FDA Failed to Improve Safety Training for Doctors Prescribing Opioids: Researchers
FLAWED SYSTEM
Researchers say that newly unveiled documents reveal that the Food and Drug Administration failed to improve the effectiveness of programs designed to reduce addiction, overdoses, and deaths, despite evidence of deficiencies. The new research, published Monday in JAMA Internal Medicine, shows that the insufficient regulation occurred amid an opioid epidemic that has already cost the lives of more than 400,000 people, while millions more became addicted. In 2011, the FDA started calling on the makers of OxyContin and other addictive opioids to train more than half of an estimated 320,000 doctors on how to safely prescribe the drugs. The goal was to test and track the effectiveness of the training and how it fares in reducing the effects of the epidemic.

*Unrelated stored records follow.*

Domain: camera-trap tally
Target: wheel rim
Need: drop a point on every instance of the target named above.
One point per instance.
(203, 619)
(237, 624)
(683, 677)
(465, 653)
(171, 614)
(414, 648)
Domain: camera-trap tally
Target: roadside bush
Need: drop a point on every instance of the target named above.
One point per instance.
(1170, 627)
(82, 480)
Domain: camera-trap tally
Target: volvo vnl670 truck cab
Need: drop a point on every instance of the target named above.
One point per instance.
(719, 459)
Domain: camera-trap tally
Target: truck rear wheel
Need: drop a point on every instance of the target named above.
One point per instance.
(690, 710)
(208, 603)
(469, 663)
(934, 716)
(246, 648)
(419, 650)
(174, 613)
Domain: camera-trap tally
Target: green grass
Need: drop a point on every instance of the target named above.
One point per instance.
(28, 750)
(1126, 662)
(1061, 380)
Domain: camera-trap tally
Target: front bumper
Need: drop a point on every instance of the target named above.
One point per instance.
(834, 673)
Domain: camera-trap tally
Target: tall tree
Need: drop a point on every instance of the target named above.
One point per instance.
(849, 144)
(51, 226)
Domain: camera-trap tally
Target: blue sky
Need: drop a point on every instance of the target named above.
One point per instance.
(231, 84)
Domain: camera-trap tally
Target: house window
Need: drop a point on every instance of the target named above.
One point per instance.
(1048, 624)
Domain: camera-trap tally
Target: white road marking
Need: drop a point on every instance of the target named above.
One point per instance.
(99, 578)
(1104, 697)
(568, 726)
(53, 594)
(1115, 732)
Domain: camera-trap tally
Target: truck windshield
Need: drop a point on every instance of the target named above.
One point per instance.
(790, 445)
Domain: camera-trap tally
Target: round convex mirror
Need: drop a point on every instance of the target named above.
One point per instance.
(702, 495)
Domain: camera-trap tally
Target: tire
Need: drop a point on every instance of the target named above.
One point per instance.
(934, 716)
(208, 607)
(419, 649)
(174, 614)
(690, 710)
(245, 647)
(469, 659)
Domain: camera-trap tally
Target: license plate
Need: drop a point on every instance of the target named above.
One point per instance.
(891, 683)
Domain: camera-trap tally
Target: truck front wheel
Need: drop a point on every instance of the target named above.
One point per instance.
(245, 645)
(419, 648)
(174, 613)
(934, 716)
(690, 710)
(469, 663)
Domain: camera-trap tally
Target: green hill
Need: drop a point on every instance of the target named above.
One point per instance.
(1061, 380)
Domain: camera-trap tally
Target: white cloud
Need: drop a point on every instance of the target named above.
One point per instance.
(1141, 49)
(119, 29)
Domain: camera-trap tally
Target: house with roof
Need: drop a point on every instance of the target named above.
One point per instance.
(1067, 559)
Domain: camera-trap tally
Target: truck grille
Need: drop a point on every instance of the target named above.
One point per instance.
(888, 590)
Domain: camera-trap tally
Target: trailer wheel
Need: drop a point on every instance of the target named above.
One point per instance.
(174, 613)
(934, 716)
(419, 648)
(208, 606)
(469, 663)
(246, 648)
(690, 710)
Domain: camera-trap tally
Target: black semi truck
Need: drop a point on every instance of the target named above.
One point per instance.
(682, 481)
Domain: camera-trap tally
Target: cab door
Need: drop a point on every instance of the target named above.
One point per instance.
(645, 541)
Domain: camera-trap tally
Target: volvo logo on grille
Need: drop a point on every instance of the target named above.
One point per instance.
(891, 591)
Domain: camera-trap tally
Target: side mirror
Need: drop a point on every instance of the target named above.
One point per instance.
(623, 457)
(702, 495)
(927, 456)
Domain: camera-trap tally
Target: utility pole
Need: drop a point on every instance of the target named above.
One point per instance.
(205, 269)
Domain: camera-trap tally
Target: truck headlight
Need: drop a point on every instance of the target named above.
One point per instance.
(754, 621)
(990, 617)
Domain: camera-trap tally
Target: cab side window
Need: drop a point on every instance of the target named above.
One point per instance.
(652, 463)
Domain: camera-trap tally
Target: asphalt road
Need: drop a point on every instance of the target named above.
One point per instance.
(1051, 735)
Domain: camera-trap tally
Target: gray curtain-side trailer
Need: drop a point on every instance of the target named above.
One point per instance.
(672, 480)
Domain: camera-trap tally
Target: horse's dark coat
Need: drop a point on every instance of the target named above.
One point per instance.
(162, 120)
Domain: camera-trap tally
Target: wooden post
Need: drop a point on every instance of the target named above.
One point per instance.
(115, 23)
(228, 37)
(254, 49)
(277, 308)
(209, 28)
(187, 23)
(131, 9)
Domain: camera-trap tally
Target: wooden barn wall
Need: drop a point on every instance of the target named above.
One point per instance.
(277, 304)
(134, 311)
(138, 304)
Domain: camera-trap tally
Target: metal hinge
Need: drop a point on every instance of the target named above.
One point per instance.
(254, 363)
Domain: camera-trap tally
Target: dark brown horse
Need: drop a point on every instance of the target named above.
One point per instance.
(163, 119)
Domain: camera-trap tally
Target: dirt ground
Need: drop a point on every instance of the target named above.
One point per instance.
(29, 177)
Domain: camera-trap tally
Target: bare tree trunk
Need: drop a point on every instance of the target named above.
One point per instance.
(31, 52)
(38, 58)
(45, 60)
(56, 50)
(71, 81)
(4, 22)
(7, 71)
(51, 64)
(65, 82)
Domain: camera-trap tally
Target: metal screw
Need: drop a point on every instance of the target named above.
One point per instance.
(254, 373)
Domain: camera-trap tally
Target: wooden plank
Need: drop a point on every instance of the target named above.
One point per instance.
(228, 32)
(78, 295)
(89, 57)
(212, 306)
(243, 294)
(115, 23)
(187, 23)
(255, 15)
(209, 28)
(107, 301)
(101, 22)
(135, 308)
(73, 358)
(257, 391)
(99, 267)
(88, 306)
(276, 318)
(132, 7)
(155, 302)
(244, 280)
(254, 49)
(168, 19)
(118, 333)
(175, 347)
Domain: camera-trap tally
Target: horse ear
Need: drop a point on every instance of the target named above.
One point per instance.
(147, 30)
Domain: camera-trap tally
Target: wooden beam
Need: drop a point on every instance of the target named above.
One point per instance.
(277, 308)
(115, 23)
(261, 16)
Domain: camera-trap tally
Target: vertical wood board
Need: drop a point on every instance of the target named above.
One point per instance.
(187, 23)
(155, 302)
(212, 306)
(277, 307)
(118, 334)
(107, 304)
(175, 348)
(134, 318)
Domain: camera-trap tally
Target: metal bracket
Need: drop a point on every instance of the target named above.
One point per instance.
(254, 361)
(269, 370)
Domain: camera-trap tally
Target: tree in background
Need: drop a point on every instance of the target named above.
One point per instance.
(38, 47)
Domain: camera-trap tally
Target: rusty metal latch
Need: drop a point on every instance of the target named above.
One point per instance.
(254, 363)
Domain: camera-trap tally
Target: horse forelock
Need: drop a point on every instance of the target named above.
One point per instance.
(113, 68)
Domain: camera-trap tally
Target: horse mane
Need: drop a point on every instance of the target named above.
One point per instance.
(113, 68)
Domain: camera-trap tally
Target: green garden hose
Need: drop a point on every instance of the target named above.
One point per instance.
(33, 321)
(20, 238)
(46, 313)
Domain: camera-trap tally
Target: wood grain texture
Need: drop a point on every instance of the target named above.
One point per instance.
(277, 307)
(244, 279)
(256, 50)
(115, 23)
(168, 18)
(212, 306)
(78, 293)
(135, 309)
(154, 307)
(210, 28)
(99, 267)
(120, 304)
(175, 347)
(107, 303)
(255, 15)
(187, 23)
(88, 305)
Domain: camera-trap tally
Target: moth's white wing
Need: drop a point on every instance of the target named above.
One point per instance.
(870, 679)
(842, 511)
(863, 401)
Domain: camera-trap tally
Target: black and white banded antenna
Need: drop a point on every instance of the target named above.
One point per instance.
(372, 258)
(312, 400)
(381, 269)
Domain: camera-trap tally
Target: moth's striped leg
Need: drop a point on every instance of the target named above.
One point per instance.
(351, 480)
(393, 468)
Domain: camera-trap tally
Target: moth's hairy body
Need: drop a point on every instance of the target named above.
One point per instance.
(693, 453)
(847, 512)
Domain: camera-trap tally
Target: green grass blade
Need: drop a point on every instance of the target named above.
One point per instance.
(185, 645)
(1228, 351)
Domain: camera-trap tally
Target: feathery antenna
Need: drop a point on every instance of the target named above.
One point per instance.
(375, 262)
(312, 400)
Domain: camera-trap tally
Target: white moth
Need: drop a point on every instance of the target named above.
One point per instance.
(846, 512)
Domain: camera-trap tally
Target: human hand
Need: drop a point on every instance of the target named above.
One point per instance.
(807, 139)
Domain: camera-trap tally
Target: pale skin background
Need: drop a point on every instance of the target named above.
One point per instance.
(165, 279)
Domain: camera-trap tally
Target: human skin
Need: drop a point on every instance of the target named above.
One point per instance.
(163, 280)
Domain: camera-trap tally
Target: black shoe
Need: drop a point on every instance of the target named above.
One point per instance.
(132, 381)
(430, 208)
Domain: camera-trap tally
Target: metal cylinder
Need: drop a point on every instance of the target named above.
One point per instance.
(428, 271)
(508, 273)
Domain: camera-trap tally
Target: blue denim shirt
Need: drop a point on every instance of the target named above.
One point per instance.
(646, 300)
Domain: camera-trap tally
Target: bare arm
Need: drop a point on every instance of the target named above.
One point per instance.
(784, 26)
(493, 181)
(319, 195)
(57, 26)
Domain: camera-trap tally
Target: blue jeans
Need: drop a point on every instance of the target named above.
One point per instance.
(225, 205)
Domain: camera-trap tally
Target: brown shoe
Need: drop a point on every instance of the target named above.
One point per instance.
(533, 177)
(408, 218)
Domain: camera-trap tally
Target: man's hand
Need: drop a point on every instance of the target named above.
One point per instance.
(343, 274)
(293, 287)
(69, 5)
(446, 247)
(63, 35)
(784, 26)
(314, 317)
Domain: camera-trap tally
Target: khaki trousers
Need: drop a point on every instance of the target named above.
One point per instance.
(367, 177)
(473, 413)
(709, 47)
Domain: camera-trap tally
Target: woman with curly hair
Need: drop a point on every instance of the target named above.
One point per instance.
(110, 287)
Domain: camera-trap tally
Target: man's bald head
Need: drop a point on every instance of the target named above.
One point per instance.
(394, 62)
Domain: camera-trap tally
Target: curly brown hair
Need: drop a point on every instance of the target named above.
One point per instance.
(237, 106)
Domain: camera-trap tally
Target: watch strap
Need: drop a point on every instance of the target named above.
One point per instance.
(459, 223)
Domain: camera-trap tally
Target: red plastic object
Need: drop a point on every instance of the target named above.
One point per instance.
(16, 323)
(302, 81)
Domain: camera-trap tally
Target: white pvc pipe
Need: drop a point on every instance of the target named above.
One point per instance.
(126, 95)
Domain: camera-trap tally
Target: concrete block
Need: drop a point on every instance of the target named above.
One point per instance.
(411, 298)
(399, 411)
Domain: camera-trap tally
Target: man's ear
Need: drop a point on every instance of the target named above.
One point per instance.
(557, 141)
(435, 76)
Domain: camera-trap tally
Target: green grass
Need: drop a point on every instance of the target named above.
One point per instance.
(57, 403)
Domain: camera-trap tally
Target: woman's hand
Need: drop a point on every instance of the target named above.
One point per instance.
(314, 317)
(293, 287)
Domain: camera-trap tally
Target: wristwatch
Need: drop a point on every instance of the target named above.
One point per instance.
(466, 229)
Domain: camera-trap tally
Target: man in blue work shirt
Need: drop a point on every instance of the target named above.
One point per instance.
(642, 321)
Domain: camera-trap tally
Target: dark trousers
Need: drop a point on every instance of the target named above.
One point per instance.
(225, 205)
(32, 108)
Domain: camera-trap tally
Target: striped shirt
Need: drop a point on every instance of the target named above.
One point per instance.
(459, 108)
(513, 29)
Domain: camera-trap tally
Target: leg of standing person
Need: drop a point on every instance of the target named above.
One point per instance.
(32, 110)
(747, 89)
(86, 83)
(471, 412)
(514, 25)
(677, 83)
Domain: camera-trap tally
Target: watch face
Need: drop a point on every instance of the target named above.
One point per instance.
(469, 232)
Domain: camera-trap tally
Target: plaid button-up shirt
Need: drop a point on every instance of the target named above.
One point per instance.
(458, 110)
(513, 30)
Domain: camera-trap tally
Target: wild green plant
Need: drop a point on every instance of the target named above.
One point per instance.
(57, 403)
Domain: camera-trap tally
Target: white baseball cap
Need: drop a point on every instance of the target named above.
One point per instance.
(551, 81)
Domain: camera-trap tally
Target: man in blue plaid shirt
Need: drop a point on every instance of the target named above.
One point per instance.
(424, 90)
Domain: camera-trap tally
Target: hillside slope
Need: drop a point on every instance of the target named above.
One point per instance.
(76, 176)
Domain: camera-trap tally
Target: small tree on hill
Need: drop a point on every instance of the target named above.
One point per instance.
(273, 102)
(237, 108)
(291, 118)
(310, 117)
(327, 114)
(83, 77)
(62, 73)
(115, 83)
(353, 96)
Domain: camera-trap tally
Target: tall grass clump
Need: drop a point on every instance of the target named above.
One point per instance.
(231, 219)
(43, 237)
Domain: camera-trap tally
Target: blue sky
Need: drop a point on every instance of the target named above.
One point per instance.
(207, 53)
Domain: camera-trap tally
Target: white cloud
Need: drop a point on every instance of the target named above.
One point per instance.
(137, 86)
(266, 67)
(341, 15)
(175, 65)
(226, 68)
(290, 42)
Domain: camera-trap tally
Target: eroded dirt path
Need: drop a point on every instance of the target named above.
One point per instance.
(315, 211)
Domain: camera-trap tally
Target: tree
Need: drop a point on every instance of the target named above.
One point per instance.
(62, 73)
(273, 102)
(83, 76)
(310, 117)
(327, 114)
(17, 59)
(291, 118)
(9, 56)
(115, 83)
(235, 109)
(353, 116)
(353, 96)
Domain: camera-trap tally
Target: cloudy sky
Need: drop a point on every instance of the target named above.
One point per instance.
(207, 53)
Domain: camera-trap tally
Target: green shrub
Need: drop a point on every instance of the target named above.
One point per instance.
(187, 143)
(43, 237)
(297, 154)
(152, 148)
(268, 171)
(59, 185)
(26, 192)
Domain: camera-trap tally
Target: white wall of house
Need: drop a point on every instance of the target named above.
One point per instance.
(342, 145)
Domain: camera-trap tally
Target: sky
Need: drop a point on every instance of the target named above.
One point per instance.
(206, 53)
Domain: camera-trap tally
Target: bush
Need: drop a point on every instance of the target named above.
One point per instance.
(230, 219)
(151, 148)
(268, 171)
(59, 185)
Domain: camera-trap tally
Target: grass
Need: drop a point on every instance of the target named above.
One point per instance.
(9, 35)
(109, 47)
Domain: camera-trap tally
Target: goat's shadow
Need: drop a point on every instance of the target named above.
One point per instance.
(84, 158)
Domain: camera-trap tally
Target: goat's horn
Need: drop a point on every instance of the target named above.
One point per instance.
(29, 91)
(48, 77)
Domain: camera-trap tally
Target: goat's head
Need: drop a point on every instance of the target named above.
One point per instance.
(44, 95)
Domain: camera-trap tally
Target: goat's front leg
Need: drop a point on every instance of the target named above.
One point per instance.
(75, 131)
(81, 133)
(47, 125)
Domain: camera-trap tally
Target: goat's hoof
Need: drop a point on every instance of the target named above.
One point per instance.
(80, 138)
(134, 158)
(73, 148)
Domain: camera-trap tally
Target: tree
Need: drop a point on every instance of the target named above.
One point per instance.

The FDA, however, never determined whether or not the program—called a risk evaluation and mitigation strategy, or R.E.M.S.—actually worked because the data proved inadequate, according to a review by researchers at the Johns Hopkins Bloomberg School of Public Health.
“What’s surprising here is the design of the program was deficient from the start,” said Caleb Alexander, senior author of the study, adding, “It’s unclear why the FDA didn’t insist upon a more scientifically rigorous evaluation of this safety program.”